The New York Times, November 16, 1905:

Norway's Elective Monarchy

    It is commonly said that the most amiable and bloodless revolution known to history is the dissolution of partnership between Sweden and Norway. If it have a rival it is the amicable arrangement by which Dom Pedro abdicated the throne of Brazil. Norway, even while informing King Oscar that it would have none of him, said it would like to make his son King of Norway, to show that there was no hard feeling. King Oscar declined the proposal, and doubtless prudently.
    Since they were thus stopped from choosing a Bernadotte the Norwegians have done the next most congenial thing. The Swedish connection having proved impracticable, mainly from the different social ideals of the two peoples who divide the Scandanavian Peninsula, Norway has harked back to her ancient fellowship with Denmark. It was a fellowship not without friction, as no fellowships of different, however kindred, nationalities are. But it lasted for a good many centuries without intolerable friction. And it was ended at last, a mere century ago, not by the will of the Norwegian people, but by the desire of the first Bernadotte to extend his kingdom. The addition of Norway to Sweden was his price for joining the coalition against Napoleon. To have resisted him would have been, for the Norwegians, to resist the Holy Alliance, which, especially after Waterloo, appeared to all Europe irresistable.

    It does not, of course, follow that Sweden held Norway ever, for a single day, by right of conquest. On the contrary, Norwegian rights and susceptibilities were as much consulted at the time of the union with Sweden as those of Scotland at the time of the union with England. At the same time, there was in the situation a certain, or rather an uncertain, element of duress. If a free election had been held in 1814 it is likely that the Norwegians would have chosen their old union with Denmark instead of the new union with Sweden. The political union with Sweden having now been put out of the question by the will of the people of Norway, and the dynastic union with Sweden by the act of the Swedish King, the popular choice is for a Danish ruler.

    It is surprising to an American that a community so democratic should be so little republican. It is a very small fraction of the Norwegian electors, the suffrage being practically as general as our own, which has declared itself in favor of the republican form of government. We all know that as great a measure of substantial freedom may be attained under the monarchical form. And it is not for any foreigner to say that the Norwegians have not acted wisely in choosing the form to which they were accustomed. There is no imputation from any quarter upon the honesty or the accuracy of the election.

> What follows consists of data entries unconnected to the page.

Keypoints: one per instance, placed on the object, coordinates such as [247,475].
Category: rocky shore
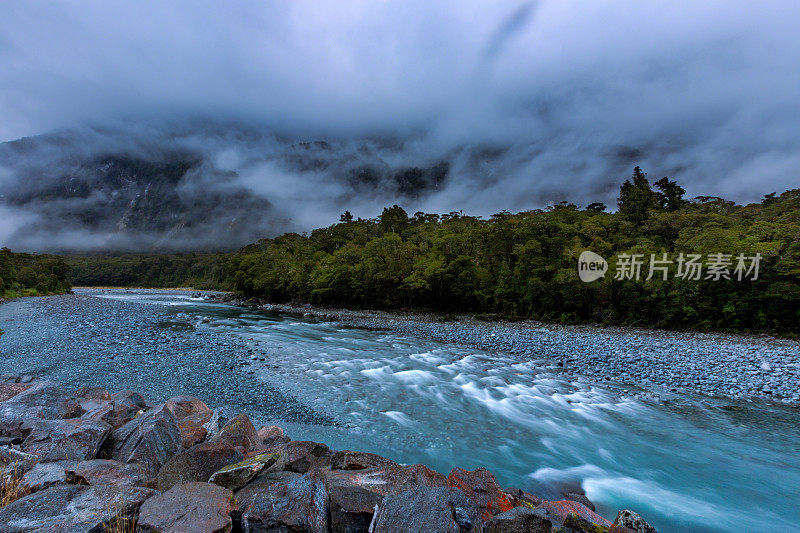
[92,461]
[648,364]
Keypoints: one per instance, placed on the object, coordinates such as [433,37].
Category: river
[689,465]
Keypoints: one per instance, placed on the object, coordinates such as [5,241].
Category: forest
[24,274]
[520,265]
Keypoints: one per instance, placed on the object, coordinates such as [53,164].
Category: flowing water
[690,465]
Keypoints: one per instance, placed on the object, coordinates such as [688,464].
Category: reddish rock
[197,463]
[562,508]
[284,501]
[191,507]
[150,440]
[439,509]
[349,460]
[301,456]
[239,432]
[237,475]
[481,487]
[107,472]
[68,508]
[521,519]
[56,440]
[191,415]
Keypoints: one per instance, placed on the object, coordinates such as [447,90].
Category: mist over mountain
[205,126]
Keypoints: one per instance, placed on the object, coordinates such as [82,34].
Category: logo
[591,266]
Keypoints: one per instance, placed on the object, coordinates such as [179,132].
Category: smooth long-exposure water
[687,466]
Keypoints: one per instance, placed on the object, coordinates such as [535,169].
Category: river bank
[91,460]
[654,363]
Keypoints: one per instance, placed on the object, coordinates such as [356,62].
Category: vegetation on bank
[197,270]
[520,264]
[525,264]
[32,274]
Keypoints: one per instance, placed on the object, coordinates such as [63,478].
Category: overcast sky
[704,90]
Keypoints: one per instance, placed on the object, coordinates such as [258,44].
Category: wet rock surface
[282,485]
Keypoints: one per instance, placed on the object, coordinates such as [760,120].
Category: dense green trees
[525,264]
[31,274]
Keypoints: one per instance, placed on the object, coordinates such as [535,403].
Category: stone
[284,501]
[301,455]
[237,475]
[45,475]
[558,511]
[68,508]
[350,460]
[434,509]
[57,440]
[632,520]
[15,462]
[192,507]
[521,519]
[107,472]
[191,416]
[239,431]
[481,487]
[197,463]
[151,439]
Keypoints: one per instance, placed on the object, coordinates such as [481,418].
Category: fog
[437,106]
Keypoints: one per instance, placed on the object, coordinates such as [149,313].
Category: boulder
[481,487]
[349,460]
[106,472]
[192,507]
[57,440]
[284,501]
[151,439]
[434,509]
[301,455]
[239,432]
[631,520]
[521,519]
[45,475]
[558,511]
[237,475]
[191,415]
[16,463]
[72,508]
[197,463]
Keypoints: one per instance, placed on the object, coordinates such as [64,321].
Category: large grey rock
[44,400]
[56,440]
[106,472]
[284,501]
[151,440]
[43,476]
[71,508]
[430,509]
[632,520]
[197,463]
[192,507]
[237,475]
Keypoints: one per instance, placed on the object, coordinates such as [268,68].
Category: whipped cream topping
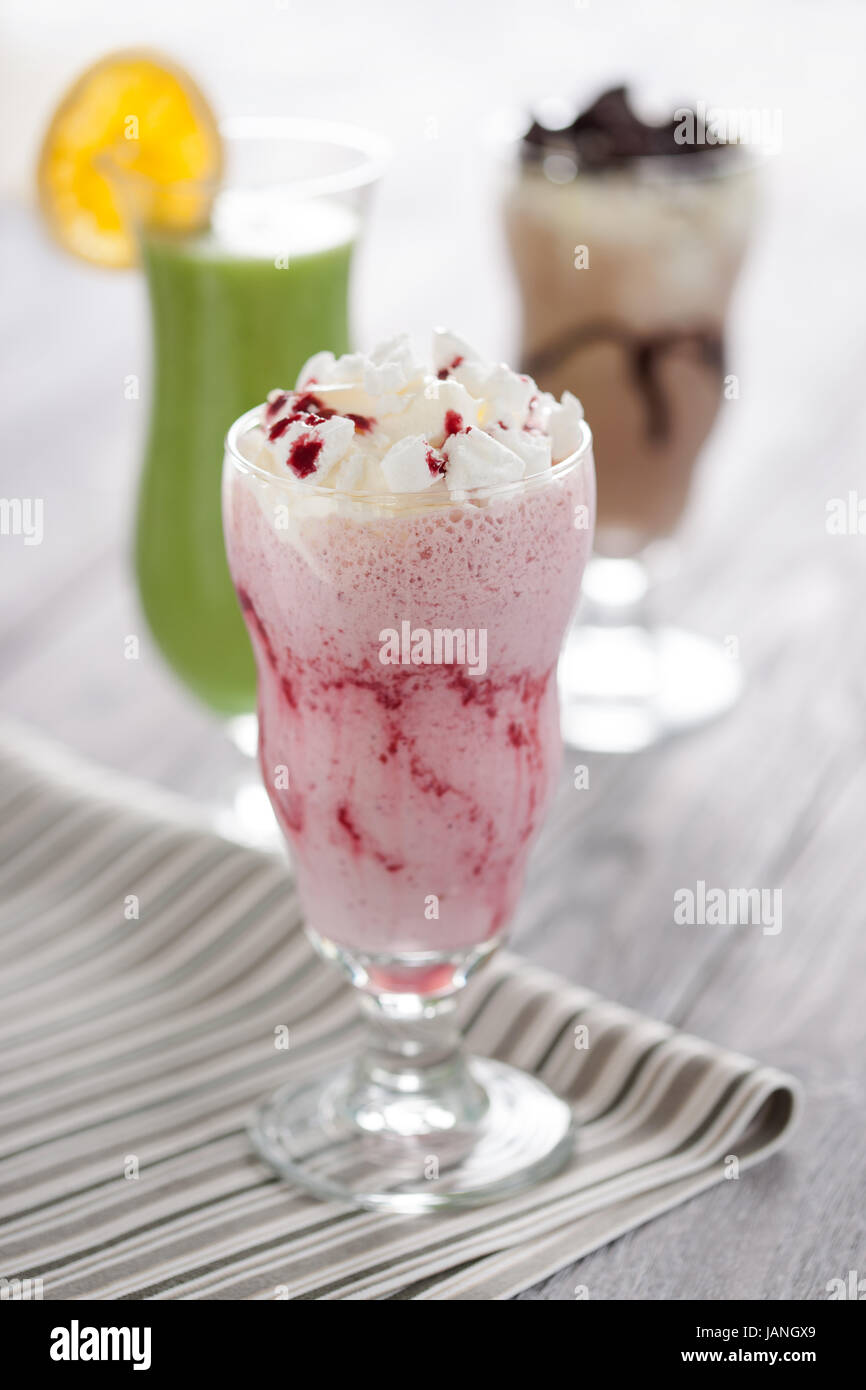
[385,424]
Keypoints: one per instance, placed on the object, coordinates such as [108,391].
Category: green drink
[225,330]
[237,307]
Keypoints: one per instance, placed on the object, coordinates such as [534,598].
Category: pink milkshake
[407,544]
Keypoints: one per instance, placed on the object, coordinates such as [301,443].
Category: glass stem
[413,1076]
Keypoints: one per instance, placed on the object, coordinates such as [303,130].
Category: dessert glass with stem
[256,281]
[626,277]
[410,795]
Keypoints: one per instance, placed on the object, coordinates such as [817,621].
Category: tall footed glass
[626,277]
[246,277]
[409,740]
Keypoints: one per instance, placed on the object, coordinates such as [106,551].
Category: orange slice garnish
[132,135]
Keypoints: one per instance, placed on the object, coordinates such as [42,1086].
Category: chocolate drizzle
[645,353]
[609,135]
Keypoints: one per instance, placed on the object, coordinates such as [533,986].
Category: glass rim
[398,501]
[720,161]
[373,156]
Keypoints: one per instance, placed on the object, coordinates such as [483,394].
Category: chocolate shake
[627,241]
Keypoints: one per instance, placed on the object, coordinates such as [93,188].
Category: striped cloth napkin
[145,966]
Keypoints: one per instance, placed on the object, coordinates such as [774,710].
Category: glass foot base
[405,1155]
[623,688]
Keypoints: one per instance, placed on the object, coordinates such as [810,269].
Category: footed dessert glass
[627,248]
[410,792]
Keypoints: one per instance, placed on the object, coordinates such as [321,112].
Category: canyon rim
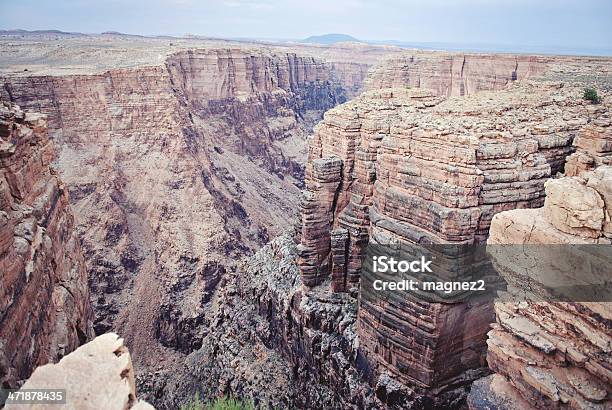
[192,217]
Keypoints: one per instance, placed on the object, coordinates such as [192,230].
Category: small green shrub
[221,403]
[590,94]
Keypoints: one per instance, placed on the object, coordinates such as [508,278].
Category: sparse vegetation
[590,94]
[221,403]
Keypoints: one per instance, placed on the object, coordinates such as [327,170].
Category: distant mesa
[331,39]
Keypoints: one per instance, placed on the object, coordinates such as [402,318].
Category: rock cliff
[45,310]
[175,172]
[404,165]
[550,353]
[97,375]
[454,74]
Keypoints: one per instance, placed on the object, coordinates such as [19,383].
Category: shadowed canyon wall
[45,310]
[176,171]
[454,74]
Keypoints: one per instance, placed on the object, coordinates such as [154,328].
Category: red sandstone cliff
[45,310]
[404,165]
[555,354]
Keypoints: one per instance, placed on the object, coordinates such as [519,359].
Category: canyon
[183,163]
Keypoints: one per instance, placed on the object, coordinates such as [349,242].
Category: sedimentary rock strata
[405,165]
[454,74]
[553,354]
[176,170]
[593,143]
[45,310]
[97,375]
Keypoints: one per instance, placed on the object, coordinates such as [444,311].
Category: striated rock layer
[556,354]
[97,375]
[406,166]
[174,172]
[45,310]
[454,74]
[553,354]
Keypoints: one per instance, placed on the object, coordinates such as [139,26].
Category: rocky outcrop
[454,74]
[593,144]
[45,310]
[406,166]
[97,375]
[553,353]
[271,342]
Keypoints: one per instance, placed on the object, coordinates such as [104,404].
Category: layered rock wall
[548,353]
[176,171]
[406,166]
[553,354]
[454,74]
[45,310]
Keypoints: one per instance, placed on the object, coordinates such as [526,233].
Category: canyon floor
[222,192]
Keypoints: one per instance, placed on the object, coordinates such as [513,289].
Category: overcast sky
[569,23]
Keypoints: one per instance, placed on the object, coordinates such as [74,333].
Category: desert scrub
[221,403]
[590,94]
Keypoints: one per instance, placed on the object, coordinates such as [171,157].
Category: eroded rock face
[97,374]
[45,310]
[405,165]
[454,74]
[552,354]
[175,172]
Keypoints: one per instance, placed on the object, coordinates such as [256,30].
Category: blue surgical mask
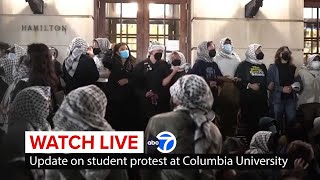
[124,54]
[12,56]
[227,48]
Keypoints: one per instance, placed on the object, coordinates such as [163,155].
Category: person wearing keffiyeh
[148,76]
[253,91]
[228,99]
[190,122]
[207,68]
[79,68]
[11,60]
[83,109]
[179,67]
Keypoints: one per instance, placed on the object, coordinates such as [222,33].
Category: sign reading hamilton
[48,28]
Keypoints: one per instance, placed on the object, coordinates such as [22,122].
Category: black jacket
[85,74]
[251,73]
[149,76]
[117,93]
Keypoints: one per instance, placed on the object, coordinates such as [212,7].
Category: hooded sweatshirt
[311,83]
[227,63]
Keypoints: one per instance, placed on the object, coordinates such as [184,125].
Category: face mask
[176,62]
[227,48]
[212,53]
[124,54]
[96,51]
[315,65]
[260,56]
[12,56]
[273,129]
[158,56]
[286,56]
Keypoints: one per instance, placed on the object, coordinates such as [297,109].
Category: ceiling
[312,3]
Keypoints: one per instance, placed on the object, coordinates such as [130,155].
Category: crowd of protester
[220,105]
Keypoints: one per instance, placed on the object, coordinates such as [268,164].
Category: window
[121,24]
[164,25]
[311,31]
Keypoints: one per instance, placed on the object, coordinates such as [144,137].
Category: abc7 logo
[165,142]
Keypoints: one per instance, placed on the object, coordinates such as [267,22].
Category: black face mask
[176,62]
[286,56]
[96,51]
[317,58]
[158,56]
[260,56]
[212,53]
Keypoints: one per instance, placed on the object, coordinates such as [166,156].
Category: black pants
[123,115]
[252,109]
[310,112]
[3,88]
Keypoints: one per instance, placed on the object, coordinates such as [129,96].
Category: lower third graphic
[165,142]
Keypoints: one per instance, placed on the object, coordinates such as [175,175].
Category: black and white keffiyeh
[192,93]
[76,48]
[83,109]
[10,62]
[259,143]
[32,105]
[251,56]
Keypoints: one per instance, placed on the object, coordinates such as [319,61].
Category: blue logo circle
[167,142]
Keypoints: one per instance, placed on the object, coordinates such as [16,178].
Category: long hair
[277,58]
[130,58]
[42,71]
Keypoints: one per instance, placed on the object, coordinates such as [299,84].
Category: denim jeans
[287,108]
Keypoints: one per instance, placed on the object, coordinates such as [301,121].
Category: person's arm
[242,74]
[299,80]
[138,80]
[166,81]
[271,80]
[92,70]
[105,73]
[197,69]
[19,87]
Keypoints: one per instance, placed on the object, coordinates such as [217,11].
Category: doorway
[137,22]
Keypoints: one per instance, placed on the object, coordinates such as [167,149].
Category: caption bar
[84,142]
[146,161]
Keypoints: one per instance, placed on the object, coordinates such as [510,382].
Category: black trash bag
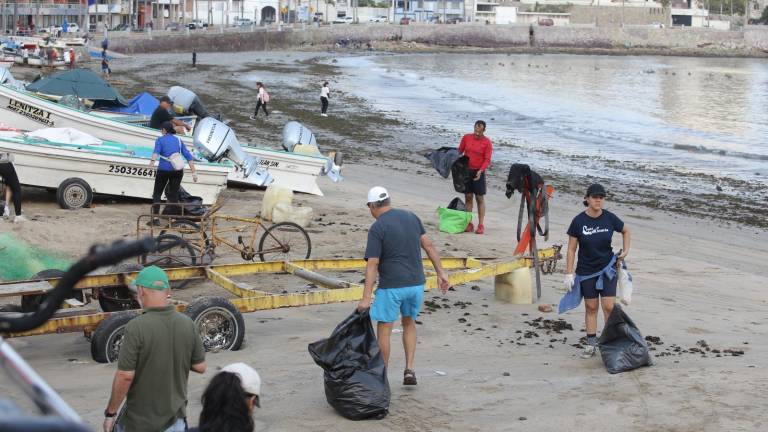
[461,174]
[193,205]
[356,384]
[621,344]
[457,204]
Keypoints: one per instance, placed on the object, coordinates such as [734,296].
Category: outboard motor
[7,78]
[216,141]
[295,133]
[188,102]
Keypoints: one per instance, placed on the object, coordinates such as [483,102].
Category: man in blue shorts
[393,254]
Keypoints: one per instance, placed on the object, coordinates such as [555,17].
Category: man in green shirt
[158,350]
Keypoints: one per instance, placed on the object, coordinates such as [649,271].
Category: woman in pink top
[478,148]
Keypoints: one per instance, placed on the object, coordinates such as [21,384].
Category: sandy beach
[696,279]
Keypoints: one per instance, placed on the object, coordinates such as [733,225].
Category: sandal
[409,377]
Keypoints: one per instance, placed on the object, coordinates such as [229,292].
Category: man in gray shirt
[393,254]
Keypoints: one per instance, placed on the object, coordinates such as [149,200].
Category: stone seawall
[751,42]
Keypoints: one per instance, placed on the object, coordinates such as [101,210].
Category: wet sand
[695,279]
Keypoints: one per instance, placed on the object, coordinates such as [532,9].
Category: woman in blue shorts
[591,233]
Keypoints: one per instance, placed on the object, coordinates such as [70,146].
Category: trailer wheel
[113,299]
[219,323]
[31,303]
[108,336]
[74,193]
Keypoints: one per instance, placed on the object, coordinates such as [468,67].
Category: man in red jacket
[478,148]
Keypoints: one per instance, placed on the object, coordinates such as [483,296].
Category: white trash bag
[625,285]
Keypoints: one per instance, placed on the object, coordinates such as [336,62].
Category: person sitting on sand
[591,232]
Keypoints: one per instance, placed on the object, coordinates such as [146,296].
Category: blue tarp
[143,103]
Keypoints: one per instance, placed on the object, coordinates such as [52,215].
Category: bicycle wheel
[284,241]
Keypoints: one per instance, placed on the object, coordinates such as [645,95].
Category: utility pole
[746,14]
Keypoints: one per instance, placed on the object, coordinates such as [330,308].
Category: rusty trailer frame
[248,299]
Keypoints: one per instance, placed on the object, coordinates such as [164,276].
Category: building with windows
[32,15]
[430,10]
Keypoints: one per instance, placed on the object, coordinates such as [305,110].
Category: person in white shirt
[261,100]
[325,94]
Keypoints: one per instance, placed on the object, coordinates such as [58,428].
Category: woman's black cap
[596,189]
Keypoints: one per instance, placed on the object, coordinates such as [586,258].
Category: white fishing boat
[292,170]
[78,166]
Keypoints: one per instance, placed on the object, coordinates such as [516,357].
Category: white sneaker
[589,351]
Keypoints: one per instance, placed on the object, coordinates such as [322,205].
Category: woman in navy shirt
[591,233]
[165,146]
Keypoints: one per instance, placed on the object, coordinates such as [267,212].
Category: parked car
[196,24]
[173,26]
[344,20]
[242,22]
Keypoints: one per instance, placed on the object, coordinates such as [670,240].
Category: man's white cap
[249,378]
[376,194]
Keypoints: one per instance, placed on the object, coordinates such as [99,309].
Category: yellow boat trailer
[219,320]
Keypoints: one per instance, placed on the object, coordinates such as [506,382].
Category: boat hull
[49,165]
[26,111]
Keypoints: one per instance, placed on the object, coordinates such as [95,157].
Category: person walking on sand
[229,399]
[478,148]
[105,70]
[12,188]
[261,100]
[595,278]
[393,253]
[158,349]
[325,94]
[172,153]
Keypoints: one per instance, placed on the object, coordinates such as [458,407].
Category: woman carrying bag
[173,156]
[596,274]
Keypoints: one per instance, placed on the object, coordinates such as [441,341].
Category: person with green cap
[158,350]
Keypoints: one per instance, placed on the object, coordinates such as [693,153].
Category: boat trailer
[219,320]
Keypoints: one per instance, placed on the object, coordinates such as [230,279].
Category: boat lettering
[269,164]
[132,171]
[30,111]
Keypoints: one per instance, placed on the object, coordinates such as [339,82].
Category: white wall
[506,14]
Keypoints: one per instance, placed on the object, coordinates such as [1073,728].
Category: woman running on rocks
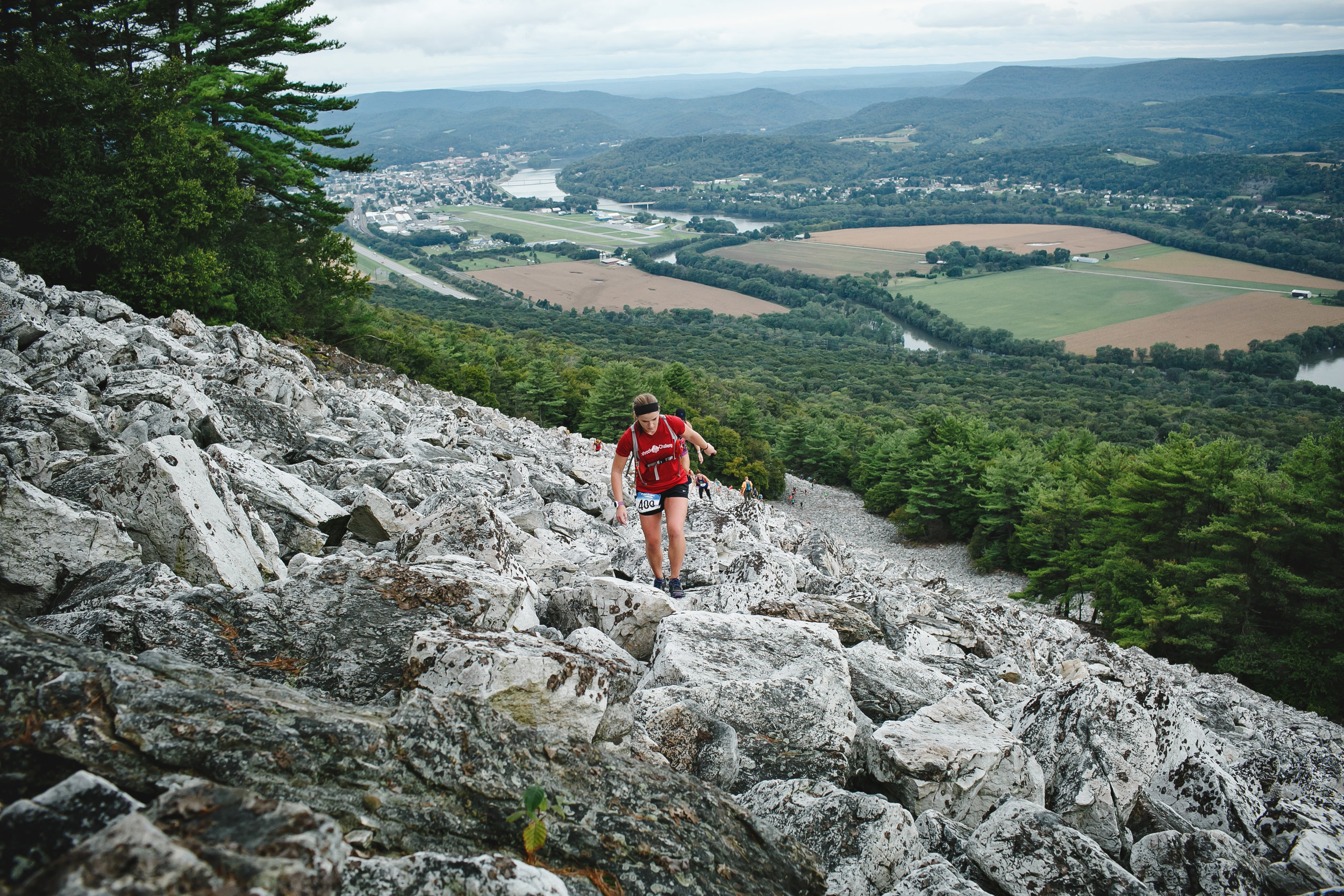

    This is the first time, we belive, in history on which a monarch has been elected by a "plebiscite" respecting which there was no such question. The election of Louis Napoleon to be Emperor of the French was subject to the grossest imputations on its fairness. It is hardly necessary to point out that this election of itself limits the power of the new King of Norway. He can by no means swagger about "divine right," when everybody knows he is King merely by grace of the people of Norway. And it is a culmination of the career of King Christian, "the most successful father-in-law in Europe," that his grandson should bring a brand new crown into the family.